Regierung bei „Strompreisbremse“ einig

Die Bundesregierung hat sich offenbar auf die lang diskutierte „Strompreisbremse“ zur Abfederung der hohen Energiekosten geeinigt. Das berichteten mehrere Medien am Sonntagnachmittag. Demnach soll ein Haushalt für 80 Prozent des durchschnittlichen Jahresverbrauchs des Vorjahres einen geringeren Strompreis zahlen. Am Mittwoch soll der Ministerrat damit befasst werden.

Eigentlich wollte die Bundesregierung die „Strompreisbremse“ bis Ende August präsentieren. In den Ministerien machte man die Causa rund um Wien Energie für die Verzögerung verantwortlich. Wie der „Standard“ und die „Kronen Zeitung“ berichteten, einigte sich die Regierung am Sonntag über die Details der Antiteuerungsmaßnahmen.

Laut den Medienberichten soll die „Strompreisbremse“ für 80 Prozent des Durchschnittsverbrauchs eines Haushalts (Österreich-Schnitt) wirksam sein. Der Staat wird demnach 80 Prozent der im Vorjahr bezogenen Energie subventionieren. Für die restlichen 20 Prozent muss der Marktpreis bezahlt werden. Bis Mittwoch soll der Gesetzestext ausgearbeitet werden. Nach dem Ministerrat wird dieser dem Parlament vorgelegt. Der Beschluss wird voraussichtlich im Oktober erfolgen.

Regierung: Entlastung bis zu 500 Euro pro Jahr

In der „Kronen Zeitung“ bestätigte Bundeskanzler Karl Nehammer (ÖVP), dass die „Strompreisbremse“ am Mittwoch im Ministerrat ist. Auf Basis von Regierungsangaben heißt es zudem, dass ein Haushalt durch die Maßnahme durchschnittlich um rund 500 Euro pro Jahr entlastet wird. Kosten wird die „Bremse“ etwa 2,5 Mrd. Euro. Unterstützung soll es nicht nur für Haushalte, sondern auch für Unternehmen geben. Dazu laufen laut den Berichten noch Verhandlungen.

Details nannte die „Kronen Zeitung“ unter Berufung auf „Verhandlerkreise“: So soll die Regierung mit einem Durchschnittsverbrauch pro Haushalt von 2.900 Kilowattstunden (bereits die verhandelten 80 Prozent) rechnen. Bis zu dieser Grenze würden zehn Cent pro Kilowattstunde gerechnet – alles, was darüber verbraucht wird, muss zu aktuellen Preisen bezahlt werden. Auch die „Presse“ berichtete über dieses Modell. Hinzukommt, dass Menschen, die von der GIS-Gebühr befreit sind, noch rund knapp 150 Euro zusätzlich erhalten sollen.

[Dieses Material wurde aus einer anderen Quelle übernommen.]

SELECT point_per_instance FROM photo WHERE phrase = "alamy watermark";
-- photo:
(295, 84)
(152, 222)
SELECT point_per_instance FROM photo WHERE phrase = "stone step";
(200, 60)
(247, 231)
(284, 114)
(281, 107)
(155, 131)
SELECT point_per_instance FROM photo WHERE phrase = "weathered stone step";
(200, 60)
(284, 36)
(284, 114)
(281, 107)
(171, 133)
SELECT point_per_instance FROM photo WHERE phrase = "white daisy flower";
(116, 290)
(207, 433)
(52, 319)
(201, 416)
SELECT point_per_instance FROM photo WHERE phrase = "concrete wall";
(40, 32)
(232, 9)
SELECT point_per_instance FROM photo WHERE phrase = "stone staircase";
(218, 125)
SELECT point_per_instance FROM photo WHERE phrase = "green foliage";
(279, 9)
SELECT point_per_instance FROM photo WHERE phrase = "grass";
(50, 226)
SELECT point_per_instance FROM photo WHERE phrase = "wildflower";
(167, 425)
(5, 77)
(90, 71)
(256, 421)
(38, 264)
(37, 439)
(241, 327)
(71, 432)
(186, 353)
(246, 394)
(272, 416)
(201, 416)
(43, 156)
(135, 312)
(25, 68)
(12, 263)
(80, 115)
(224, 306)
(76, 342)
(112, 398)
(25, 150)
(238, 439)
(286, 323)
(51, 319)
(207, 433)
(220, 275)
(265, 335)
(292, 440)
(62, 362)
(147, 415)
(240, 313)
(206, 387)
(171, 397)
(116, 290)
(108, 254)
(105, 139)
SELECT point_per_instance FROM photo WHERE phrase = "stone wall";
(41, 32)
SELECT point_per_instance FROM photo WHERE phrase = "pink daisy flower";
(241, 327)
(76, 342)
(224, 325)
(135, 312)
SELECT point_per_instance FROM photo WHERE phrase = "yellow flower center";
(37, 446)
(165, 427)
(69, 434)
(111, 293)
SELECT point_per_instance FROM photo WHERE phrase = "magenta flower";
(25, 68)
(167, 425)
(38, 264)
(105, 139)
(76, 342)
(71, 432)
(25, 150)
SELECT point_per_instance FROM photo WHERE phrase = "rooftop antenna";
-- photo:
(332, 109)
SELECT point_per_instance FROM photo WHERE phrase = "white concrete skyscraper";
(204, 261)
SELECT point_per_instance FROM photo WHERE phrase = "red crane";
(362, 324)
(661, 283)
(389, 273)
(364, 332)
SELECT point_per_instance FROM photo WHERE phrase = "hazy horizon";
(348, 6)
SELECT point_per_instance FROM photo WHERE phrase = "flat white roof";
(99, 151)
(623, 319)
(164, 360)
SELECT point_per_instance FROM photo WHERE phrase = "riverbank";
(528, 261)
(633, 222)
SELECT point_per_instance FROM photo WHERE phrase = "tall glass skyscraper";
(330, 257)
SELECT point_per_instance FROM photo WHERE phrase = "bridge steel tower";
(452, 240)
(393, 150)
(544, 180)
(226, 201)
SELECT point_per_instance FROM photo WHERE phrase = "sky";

Keine soziale Staffelung vorgesehen

Eine soziale Staffelung wird es nicht geben. Nehammer sagte vor einigen Tagen, dass diese nicht oberste Priorität habe, sondern eine „möglichst breitflächige und schnelle Entlastung“. Das bedeutet, dass die „Strompreisbremse“ für jeden Haushalt gleich gilt. Kritiker und Kritikerinnen monierten bereits zuvor, dass eine solche Lösung sozial nicht treffsicher sei.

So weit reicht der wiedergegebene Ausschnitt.